UNDERSTANDING THE BALTIC DRY INDEX
▪️The Baltic Dry Index (BDI) is a measure of what it costs to ship raw materials—like iron ore, steel, cement, coal and so on—around the world. The Baltic Dry Index is compiled daily by The Baltic Exchange.
▪️To compile the index, members of the Baltic Exchange call dry bulk shippers around the world to see what their prices are for 22 different shipping routes around the globe.
▪️Once they have obtained these numbers, they compile them and find an average. To ensure they are getting a comprehensive view of the entire shipping industry when looking at various shipping costs, the Baltic Exchange looks at costs for each of the following four sizes of ships:
1.– Capemax (10 percent of the global fleet): ships that can carry 100,000+ dead weight tons of cargo and are too big to pass through the Panama Canal
2.– Panamax (19 percent of the global fleet): ships that can carry 60,000-80,000 dead weight tons of cargo and can barely fit through the Panama Canal
3.– Handymax, or Supramax (37 percent of the global fleet): ships that can carry 45,000-59,000 dead weight tons of cargo
4.– Handysize (34 percent of the global fleet): ships that can carry 15,000-35,000 dead weight tons of cargo
Investors are always looking for practical economic indicators they can use to help them make informed investing decisions. Peter Lynch, the famous manager of the Fidelity Magellan Fund, talked about looking for practical indicators in the world around you—lik looking at what products your friends are buying or what stores always seem to be crowded.
The Baltic Dry Index (BDI) is a practical economic indicator on a global scale.
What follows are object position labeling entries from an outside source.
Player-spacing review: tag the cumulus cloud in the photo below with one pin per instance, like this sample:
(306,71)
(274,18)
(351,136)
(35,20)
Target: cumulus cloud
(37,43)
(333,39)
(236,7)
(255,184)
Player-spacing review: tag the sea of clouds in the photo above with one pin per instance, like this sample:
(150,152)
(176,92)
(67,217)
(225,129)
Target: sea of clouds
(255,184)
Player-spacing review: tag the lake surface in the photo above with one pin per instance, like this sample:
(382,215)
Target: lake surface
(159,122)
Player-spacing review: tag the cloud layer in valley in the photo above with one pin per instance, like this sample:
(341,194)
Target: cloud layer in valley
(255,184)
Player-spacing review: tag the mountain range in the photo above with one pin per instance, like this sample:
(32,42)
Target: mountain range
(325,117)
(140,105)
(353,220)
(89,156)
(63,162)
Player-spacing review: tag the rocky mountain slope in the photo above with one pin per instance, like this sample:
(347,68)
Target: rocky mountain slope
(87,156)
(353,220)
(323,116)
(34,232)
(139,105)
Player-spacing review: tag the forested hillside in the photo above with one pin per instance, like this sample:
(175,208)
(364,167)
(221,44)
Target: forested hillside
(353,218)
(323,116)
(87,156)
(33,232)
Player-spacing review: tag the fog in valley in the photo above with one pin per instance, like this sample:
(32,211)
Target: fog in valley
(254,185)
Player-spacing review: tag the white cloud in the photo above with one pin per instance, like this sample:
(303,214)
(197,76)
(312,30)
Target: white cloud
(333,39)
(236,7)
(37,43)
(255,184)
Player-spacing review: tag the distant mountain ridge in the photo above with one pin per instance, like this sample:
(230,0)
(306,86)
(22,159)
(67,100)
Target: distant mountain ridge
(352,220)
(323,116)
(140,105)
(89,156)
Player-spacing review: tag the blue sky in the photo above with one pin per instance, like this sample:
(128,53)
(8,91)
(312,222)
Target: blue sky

The exchange also publishes indices covering oil tankers transporting both crude oil and refined products. The movement of this indicator is difficult to interpret, because tankers can be used to ship oil when demand is high or to store oil when demand is low.
WHY BALTIC INDEX IS IMPORTANT?
Baltic index better helps you to understand the market trends wether you’re an institutional investor, a daily trador or looking to invest their saving for Long term.
1.If you are a retailer or supply chain manager, understanding the BDI and its trends can help you make more informed decisions with regards to purchasing the raw materials needed to manufacture goods or the overall final cost of a product. It is likely that if shipping costs climb, then the overall wholesale cost of a completed item will go up, and a retailer will consequently need to raise prices in order to secure their margins.
2.If you are a supply chain manager attempting to procure raw materials for your company, understanding the BDI can help you make more informed decisions on whether or not to write contracts where you purchase raw commodities from a long or short position in order to secure competitive pricing.
3.If you see the BDI drop uncharacteristically, it can be an early warning sign that we may see an upcoming, or are in the middle of, an economic downturn.
4.This is crucial for investors when they are timing their trades or attempting to ascertain their risk tolerance and long-term liquidity position. The BDI is another tool in the savvy investor’s tool belt that can help you stay informed and ahead of any market downturns (or perhaps create a short position to capitalize on the scenario).